Het is ook maar de vraag of het verbeteren van de energieprestaties van woningen leidt tot meer woongenot. Ik heb in dat kader al gewezen de mislukte projecten. Afgezien van de maandenlange verbouwingen waar huurders mee te maken krijgen, is het woongenot daarna op termijn vaak ver te zoeken. Ik zal daar niet verder op ingaan, want ik heb daar al voldoende op gewezen in de interrupties. 

Door de wettelijke introductie van een energieprestatievergoeding, in de vorm van een opslag op de huur of een extra huurverhoging; het is maar hoe je het noemt, verslechtert de positie van de huurder. Het wordt immers steeds onduidelijker voor huurders wat zij voor hun woning betalen. Als de huurder het niet eens is met de extra huuropslag, kan hij dit voorleggen aan de Huurcommissie. Afgezien van het feit dat het heel veel moeite koste en kennis vergt, die heel veel huurders niet zullen kunnen opbrengen, vraagt de PVV zich af waarom de overeenstemming over de opslag op de huurprijs niet vooraf moet plaatsvinden. De PVV vindt dat de huurder een voorstel van de verhuurder over extra kosten altijd moet kunnen weigeren. Ook de heer Bashir heeft al een terechte vraag hierover gesteld. Je kunt nu een x-bedrag per maand besparen, maar met dalende energiekosten is het maar de vraag of dat nog rendabel is over een paar jaar. 
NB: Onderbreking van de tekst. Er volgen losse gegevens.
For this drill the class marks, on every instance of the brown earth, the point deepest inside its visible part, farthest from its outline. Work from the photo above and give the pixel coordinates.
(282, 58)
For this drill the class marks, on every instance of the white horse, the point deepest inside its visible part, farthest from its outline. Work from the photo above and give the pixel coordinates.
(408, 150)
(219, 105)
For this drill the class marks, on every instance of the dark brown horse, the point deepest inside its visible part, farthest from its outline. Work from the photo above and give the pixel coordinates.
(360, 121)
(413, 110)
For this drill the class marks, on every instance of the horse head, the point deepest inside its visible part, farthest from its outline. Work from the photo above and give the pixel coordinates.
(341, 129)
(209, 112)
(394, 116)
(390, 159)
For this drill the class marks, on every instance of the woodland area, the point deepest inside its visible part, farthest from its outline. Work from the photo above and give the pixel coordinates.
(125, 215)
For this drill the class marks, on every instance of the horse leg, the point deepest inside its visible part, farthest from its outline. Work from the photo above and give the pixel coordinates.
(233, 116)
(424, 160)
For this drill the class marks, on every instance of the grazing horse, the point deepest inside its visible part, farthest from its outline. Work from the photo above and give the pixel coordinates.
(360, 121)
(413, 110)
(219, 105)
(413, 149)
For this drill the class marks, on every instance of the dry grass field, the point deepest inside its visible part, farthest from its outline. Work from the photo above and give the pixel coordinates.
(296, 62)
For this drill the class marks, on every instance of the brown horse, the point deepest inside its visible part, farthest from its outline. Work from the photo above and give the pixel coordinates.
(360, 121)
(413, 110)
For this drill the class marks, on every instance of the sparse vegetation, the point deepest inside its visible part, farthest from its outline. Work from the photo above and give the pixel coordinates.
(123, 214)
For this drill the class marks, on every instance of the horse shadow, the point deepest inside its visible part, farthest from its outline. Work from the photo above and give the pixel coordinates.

Blijft de opslag in stand als de woning aan een opeenvolgende huurder wordt verhuurd? We moeten deze opslag op de huurprijs zien als een vergoeding voor energielevering, staat in het wetsvoorstel. Bij een zonnepaneel is dat nog meetbaar, maar hoe zit het met andere voorzieningen, zoals isolatie? Het is niet meetbaar wat extra isolatie oplevert, maar de huurder moet hier toch een opslag voor betalen. Kortom, het wordt erg onduidelijk voor de huurder. In het energieakkoord wordt gestreefd naar 110.000 nul-op-de-meterwoningen, die in de praktijk moeilijk realiseerbaar zijn. De PVV wil daarom wat terughoudendheid op dit punt. Eerst moet bewezen worden dat het echt goed werkt. De PVV is voor energiebesparing, maar zou liever kiezen voor meer kleinere en bewezen besparingen in plaats van een aantal nul-op-de-meterwoningen. Is het niet verstandiger om bijvoorbeeld een heleboel verouderde G-labelwoningen naar een C-label te brengen in plaats van een klein aantal nul-op-de-meterwoningen te realiseren? 

Kortom, de PVV is terughoudend. De PVV zal het voorstel niet op voorhand afwijzen, maar is benieuwd naar de reactie van de minister. Zij zal na afloop van dit debat haar standpunt ten aanzien van het wetsvoorstel en de amendementen bepalen. 

De vergadering wordt van 11.11 uur tot 11.24 uur geschorst. 

De voorzitter:

Voor de mensen die van buiten inschakelen: wij hervatten het debat over de energieprestatievergoeding. Wij hebben de eerste termijn van de zijde van de Kamer afgerond en gaan nu luisteren naar de reactie van de minister op de vragen van de Kamerleden. 

Minister Blok:

Voorzitter. De inbreng van de Kamer was verschillend getoonzet, maar ik sluit mij aan bij de openingszinnen van mevrouw Schouten. Zij zei gewoon blij te zijn met deze wet. Ik ben natuurlijk altijd blij met wetten die ik aan de Kamer mag voorleggen, maar in dit geval ben ik bijzonder blij gezien de manier waarop deze wet tot stand is gekomen. 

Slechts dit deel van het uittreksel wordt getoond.